Hell, not even two months ago, Oklahoma's Bob Stoops appeared to have finally lost it, once and for all. Here was a coach who rearranged his entire staff in an attempt to infuse new energy into a team that had stumbled to an 8-5 record and a blowout loss to Clemson in a second-tier bowl game in 2014. Here was a coach who had been in the same job since 1999, and appeared to be presiding over a program in decline, a program marred by perceived nepotism, a program with a receding amount of energy within its own conference amid a pool of increasingly sexy competitors like Baylor and TCU and Oklahoma State. Here was a team that fell into a 31-24 win at Tennessee in large part because their opponent proved eminently capable of coughing up victories in dramatic fashion. And here was a team that lost to Texas, for which there were no ready excuses.
"The return of Big Game Bob? Um, no," wrote CBS Sports reporter Jon Solomon after the Texas loss.
How often is it that a coach sticks around long enough for his nickname to go from earnest to ironic and back to earnest again? But here is Stoops, who along with Iowa's Kirk Ferentz, is now the longest-tenured coach in college football, 15 years after winning a national title that has insulated him ever since. Stoops overhauled his program in the offseason; Ferentz wound up changing little to nothing in his, and came within a yard or two of making the top four. What can we really say? There are no definitive answers. There is no formula. College football is a giant conundrum, and Oklahoma exemplifies it.
See Stoops now, presiding over a team that enters the playoff with so much momentum that playoff committee chairman Jeff Long conceded that there were people in the room who believed Oklahoma should be the No. 1 seed rather than the No. 4 seed. According to the numbers, Oklahoma is the most dangerous team in the field; according to the oddsmakers, Oklahoma is the early favorite over a Clemson team that is the only major college program to go undefeated this year.
What's most striking about Oklahoma is that we really have no idea what we're seeing. Two years ago, the Sooners throttled Alabama in the Sugar Bowl and appeared to have more momentum than any team heading into 2014. And then they flopped. Stoops made the argument last year that his team was a few breaks away from being far better than 8-4 in the regular season; you could make the same argument that Oklahoma, lightly regarded this preseason, was a few breaks away from being 8-4 again ("The key for Oklahoma is not to be ranked high in the preseason," wrote college football guru Phil Steele in his annual magazine this fall). What if Tennessee had finished that game back in September? What if TCU had made that two-point conversion? What if the Big 12 had a championship game like all the other conferences, and the Sooners had come up short? What if the Sooners' quarterback, Baker Mayfield, had not matured into Johnny Football 2.0?

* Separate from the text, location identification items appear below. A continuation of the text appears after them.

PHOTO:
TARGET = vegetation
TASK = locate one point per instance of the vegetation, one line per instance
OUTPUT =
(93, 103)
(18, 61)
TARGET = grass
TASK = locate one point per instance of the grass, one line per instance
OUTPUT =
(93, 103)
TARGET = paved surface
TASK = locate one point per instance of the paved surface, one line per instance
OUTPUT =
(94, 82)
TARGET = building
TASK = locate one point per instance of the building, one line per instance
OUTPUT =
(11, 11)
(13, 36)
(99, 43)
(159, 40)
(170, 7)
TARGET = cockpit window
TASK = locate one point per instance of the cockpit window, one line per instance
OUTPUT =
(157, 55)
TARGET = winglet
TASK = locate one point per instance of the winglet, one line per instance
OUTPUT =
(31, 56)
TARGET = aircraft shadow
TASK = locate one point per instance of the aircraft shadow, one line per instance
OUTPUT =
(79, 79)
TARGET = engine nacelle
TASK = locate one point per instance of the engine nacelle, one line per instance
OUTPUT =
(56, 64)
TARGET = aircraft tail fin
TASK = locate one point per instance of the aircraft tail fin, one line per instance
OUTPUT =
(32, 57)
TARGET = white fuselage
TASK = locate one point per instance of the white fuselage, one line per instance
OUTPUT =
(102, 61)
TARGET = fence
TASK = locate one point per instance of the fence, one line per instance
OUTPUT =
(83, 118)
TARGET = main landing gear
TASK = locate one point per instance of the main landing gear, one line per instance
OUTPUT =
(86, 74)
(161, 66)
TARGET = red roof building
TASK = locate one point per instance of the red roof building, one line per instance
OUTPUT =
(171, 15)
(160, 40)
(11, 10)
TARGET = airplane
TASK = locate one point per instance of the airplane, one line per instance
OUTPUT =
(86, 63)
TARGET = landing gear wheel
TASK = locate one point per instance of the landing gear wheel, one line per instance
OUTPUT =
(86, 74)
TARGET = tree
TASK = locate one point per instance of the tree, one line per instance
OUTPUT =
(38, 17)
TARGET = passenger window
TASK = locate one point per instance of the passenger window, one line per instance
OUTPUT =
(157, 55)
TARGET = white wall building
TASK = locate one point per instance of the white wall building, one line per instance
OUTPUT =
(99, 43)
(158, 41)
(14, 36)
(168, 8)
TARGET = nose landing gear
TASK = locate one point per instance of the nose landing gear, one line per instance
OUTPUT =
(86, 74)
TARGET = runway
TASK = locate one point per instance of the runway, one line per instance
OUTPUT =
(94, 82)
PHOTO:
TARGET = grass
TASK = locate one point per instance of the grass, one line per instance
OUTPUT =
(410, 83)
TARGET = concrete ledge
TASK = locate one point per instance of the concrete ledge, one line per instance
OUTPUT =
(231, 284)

The point here is not to somehow declare that Oklahoma got lucky. The point here is to note that everyone gets kind of lucky in college football. Teams progress and regress; the numbers are not completely reliable because the sample size is so small and because emotion and imperfection play as much of a role as analytics. I'm glad Oklahoma is here, because it is a reminder that even in a seemingly clear-cut year, college football is essentially unquantifiable.